水埜晴花(みずのはるか)。この力についてはだいたいはわかってもらえたか?」

「はい」

「それはよかった。スタンドは素晴らしい力であると同時だが、世界の常識から大きく外れる。世間一般で言うところの超能力。無駄に敵を増やすのは俺も君も好ましくないだろ? わかるか?」

「はい、わかります。この力は今まで通り隠します」

「よろしい。もちろん必要ならば使えばいい。だが、時と場合だけは考えてくれ。スタンドは本来スタンド使いにしか見えぬものなのだが、君のは疑似スタンドゆえに見えてしまう。まあ、公衆の面前で堂々と使ったりしなければそれでいい」

 

 どうせ俺とコイツ以外のスタンド使いなど存在しない。もしもこいつのスタンドの存在がバレても情報さえ漏らさなければ俺のスタンドの優位性はなくならない。危なければ殺して口封じすればいい。どちらにせよ俺がスタンド使いということ以外は俺について何も教えてはいない。

 

「さて、水埜晴花(みずのはるか)。この俺が君のスタンドの名前をつけてやろう」

「止様が私のスタンドの名前を」

 

 俺はポケットからあるものを取り出し水埜晴花(みずのはるか)に見せた。

 

「運命のカード、タロットだ」

 

 なんでタロットカードを持ってるかって? 女子エリアで見つかった時に占い師ですよごまかすためさ。女子は占いが大好きだからな。

 今までもこれで数回逃げ切ってる。絶対的中する稀に現れる占い師として密かに噂になったこともある。占いが当たったかは知らんが。

 

「絵を見ずに無造作に一枚引いて決める。これは君の運命の暗示でもあり、スタンドの能力の暗示でもある」

 

 水埜晴花(みずのはるか)はタロットの束の一番下を取った。

 

「ペンタクルスのクイーン」

 

 56枚の小アルカナの金貨(ペンタクルス)を現す14枚の一枚。主に金銭と利益を象徴する。クイーンの意味は『寛大』『自由』『繁栄』。確か『良い母親』などの意味もあったな。

 

「名付けよう! 君のスタンドは『ペンタクルス・アントクイーン』!」

 

 この世でたった一人のスタンド使いが、この世で初めて生まれた偽りのスタンドの誕生を祝福しよう。

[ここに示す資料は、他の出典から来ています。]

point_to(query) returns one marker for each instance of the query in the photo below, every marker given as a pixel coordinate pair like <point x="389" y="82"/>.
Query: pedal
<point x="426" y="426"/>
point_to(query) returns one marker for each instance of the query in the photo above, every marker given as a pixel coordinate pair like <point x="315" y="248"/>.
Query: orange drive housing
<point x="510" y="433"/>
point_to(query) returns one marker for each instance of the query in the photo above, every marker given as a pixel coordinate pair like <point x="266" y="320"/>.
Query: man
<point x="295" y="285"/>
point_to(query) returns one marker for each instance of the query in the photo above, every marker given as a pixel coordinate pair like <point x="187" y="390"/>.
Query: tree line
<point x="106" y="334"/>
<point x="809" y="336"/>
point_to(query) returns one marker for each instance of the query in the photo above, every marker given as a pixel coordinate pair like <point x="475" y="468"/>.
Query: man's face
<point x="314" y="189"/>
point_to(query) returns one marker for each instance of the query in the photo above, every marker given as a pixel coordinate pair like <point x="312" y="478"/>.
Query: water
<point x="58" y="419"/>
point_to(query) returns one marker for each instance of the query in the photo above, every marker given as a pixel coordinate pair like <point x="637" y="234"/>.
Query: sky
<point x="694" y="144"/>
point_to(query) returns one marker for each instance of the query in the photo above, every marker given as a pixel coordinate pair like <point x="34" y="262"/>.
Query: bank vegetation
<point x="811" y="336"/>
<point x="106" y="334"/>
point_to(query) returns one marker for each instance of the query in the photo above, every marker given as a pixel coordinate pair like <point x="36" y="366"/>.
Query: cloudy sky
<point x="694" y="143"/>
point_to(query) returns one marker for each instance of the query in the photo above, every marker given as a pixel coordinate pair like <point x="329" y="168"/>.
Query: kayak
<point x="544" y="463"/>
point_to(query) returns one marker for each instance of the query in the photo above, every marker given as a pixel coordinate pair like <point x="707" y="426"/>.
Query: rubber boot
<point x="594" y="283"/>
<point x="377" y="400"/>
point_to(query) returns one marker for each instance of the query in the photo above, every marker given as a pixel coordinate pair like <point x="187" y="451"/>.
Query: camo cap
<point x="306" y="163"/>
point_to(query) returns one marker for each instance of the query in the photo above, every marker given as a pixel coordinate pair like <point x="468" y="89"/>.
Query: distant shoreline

 下等な悪魔は我が偉大な力に触れ、人の生命に触れ、形を成し名を与えられた。それが呪いのまま終わるか、祝福へと変わるかは俺にはわからん。ただ一つ確かなのは、彼女はもう運命に対して無関係は決め込むことはできなくなったことだけ。

 少し前、彼女というスタンド使いの誕生を祝福するかのようにどこかの教室でクラッカーの音が聞こえた気がした。